Está bastante bagunçada a discussão brasileira sobre a Lei de Segurança Nacional (LSN).

Tem gente que a usa adoidado (o governo) e tem gente que a usa com um pouco mais de parcimônia (o STF).

Tem gente querendo derrubá-la inteira (o PSDB) e outros que só querem derrubar alguns artigos (um grupo de seis juristas renomados).

É possível imaginar o que virá daí?

Qualquer raciocínio precisa partir do fato de que o Supremo acionou a LSN mais de uma vez nos últimos tempos, para embasar o chamado “inquérito dos atos antidemocráticos” e para decretar a prisão do deputado bolsonarista Daniel Silveira.

Isso significa que o tribunal viu na LSN a ferramenta necessária para conter quem clama por intervenção militar, novo AI-5 e outros tipos de ação autoritária.

Como Jair Bolsonaro e seus apoiadores continuam fazendo ameaças de acionamento das Forças Armadas (“o meu Exército”, como diz o presidente) cada vez que ficam sem argumentos para justificar o desastre que é o governo, é improvável que o STF decida declarar a inconstitucionalidade da LSN em algum momento próximo. Isso reduziria as defesas da democracia contra aqueles que não gostam dela.

Chamemos de paradoxo ou de justiça poética: o fato é que a lei editada em 1983 pelo general-presidente João Batista Figueiredo acabou se transformando em anteparo contra aqueles que sentem nostalgia pelos tempos da ditadura militar.

E a proposta de derrubar apenas alguns artigos da LSN, tem maiores chances de prosperar?

Essa intervenção cirúrgica mira o inciso primeiro do artigo 22 e o artigo 26 da lei.

O primeiro proíbe fazer em público a propaganda de processos violentos ou ilegais para alteração da ordem política ou social (a pena é de 1 a 4 anos de detenção).

O segundo proíbe caluniar ou difamar os presidentes dos Poderes, ferindo sua reputação (pena de 1 a 4 anos de reclusão).

Os juristas pedem que a tal “propaganda de processos para alterar a ordem pública” só seja punida quando trouxer perigo real às instituições democráticas.

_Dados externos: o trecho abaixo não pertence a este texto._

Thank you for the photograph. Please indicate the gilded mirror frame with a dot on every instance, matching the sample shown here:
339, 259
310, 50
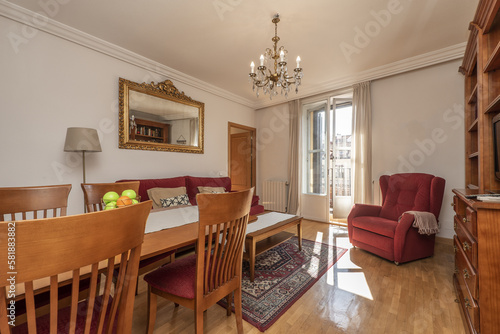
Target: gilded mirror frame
163, 90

Isso protegeria a liberdade de expressão: não basta falar sobre golpe ou revolução, é preciso agir e incitar pessoas a concretizá-los.

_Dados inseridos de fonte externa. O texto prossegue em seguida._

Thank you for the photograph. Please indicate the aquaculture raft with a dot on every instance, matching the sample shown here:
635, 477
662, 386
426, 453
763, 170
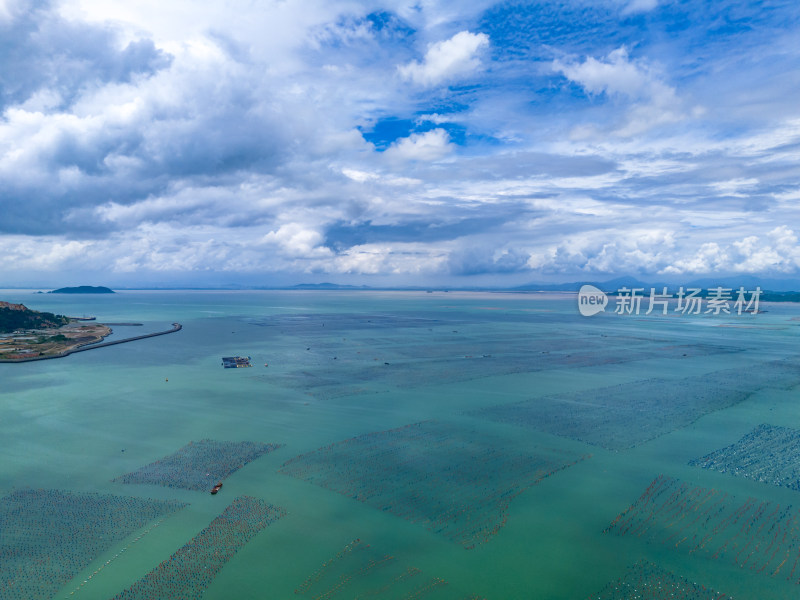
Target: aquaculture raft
48, 536
755, 534
188, 573
455, 481
769, 454
235, 362
361, 571
199, 465
645, 580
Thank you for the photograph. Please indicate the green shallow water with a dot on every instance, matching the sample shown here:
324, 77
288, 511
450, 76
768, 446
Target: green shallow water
77, 423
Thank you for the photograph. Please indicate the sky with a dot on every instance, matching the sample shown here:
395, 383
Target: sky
423, 142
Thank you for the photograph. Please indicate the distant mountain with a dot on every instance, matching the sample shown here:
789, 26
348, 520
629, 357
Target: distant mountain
783, 288
83, 289
607, 286
328, 286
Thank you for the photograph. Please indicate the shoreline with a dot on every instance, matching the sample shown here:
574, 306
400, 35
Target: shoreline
94, 345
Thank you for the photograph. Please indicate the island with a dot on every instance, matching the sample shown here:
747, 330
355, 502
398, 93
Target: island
26, 334
83, 289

Essa, na verdade, é uma interpretação do artigo 22 consagrada no STF. Já escrevi sobre isso neste espaço. Ao longo dos anos, o tribunal estabeleceu na jurisprudência que apenas

lesões reais ou potenciais à segurança nacional e à ordem política podem ser enquadradas na LSN. Neste momento, portanto, a tarefa seria tornar essa interpretação mais explícita.

O caso do artigo 26 é diferente. Os juristas sugerem que ele seja cortado da lei, pois “inverte a relação de primazia do institucional sobre o pessoal”, ou seja, põe a preocupação com a honra dos agentes públicos acima da preocupação com o funcionamento das instituições.

O ministro da Justiça André Mendonça vem usando o artigo 26 a torto e a direito contra críticos de Bolsonaro. Chargistas, colunistas de jornal, influenciadores digitais, comentaristas de rádio – é grande a lista de pessoas que usaram palavras fortes contra o presidente e por isso respondem a um processo com base na LSN. Esse é um fato novo. Nenhum outro governo, desde 1988, havia agido dessa forma.

É uma aberração. Qualquer brasileiro que entender que foi alvo de calúnia ou difamação pode abrir um processo com base no Código Penal. Isso vale também para o presidente, e deveria bastar. Mobilizar o Ministério da Justiça contra críticos e ameaçá-los com uma pena de prisão mais dura que a da legislação comum é tentativa de intimidação. Não há outro nome.

Mas isso não significa que o STF vá derrubar o artigo. Afinal, ele também é invocado no inquérito dos atos antidemocráticos, instaurado pelo ministro Dias Toffoli e conduzido pelo ministro Alexandre de Moraes. Serve de base para investigações contra bolsonaristas que “atingiram a honorabilidade” dos ministros do tribunal.

O mandado de prisão contra o deputado Daniel Silveira não menciona o famigerado artigo. Mas é claro o incômodo do ministro Alexandre de Moraes, que assina o documento, com a linguagem utilizada por Silveira para falar dos integrantes da corte. Expressões como “cambada de imbecis” parecem ter, para ele, o mesmo peso que as ameaças concretas de violência feitas em vídeo pelo deputado.

Assim, não é certo que a sugestão dos juristas seja aceita pelo Supremo. Como Bolsonaro, os ministros parecem dispostos a usar a lei criada na ditadura para proteger a própria honra, e não apenas a democracia. Será uma lástima se essa for a escolha do STF.